For a long time conservationists have recognised that, while mines or plantations might take bite sized chunks out of forest cover, small scale farmers still nibble away at it and the resulting deforestation is equally permanent. The difference is that palm oil, which ends up in Western supermarkets can be badgered by Western consumers. Conversely, Pak Jakir, who wants to plant an extra half hectare of rice to be bordered by rubber trees, escapes the glare of international attention. Or at least he did until he struck a match to clear the aforementioned half hectare.
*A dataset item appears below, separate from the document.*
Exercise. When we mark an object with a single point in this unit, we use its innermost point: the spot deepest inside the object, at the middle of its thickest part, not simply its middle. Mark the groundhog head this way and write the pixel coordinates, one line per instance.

A match becomes a fire and a fire becomes a hotspot. Hotspots can be detected by satellites and satellites can accurately predict an El Niño – precisely where and when that match should not be struck. There are many examples of how a series of targeted, pre-emptive educational messages, guidance and warnings has changed behaviour before law enforcement has to be brought into play. Think ‘slip, slop, slap’. Law enforcement has its place – offenders should be punished but the reality is simpler; the fires shouldn’t be happening in the first place.

For almost seven years, I lived with orangutans. I saw them, monitored them, counted the trees on which they and so much else depended and met with the people who impacted on their “world”. In particular, I talked to plantation managers and farmers who, depressingly welcomed a long dry season because it made their fires more effective. In October 2006, I never once saw blue sky because, for a whole month, we saw nothing but haze. When asked if I find it depressing that it has happened again, my answer is blunt. Forget depressing, what is happening in Indonesia is wrong on every level.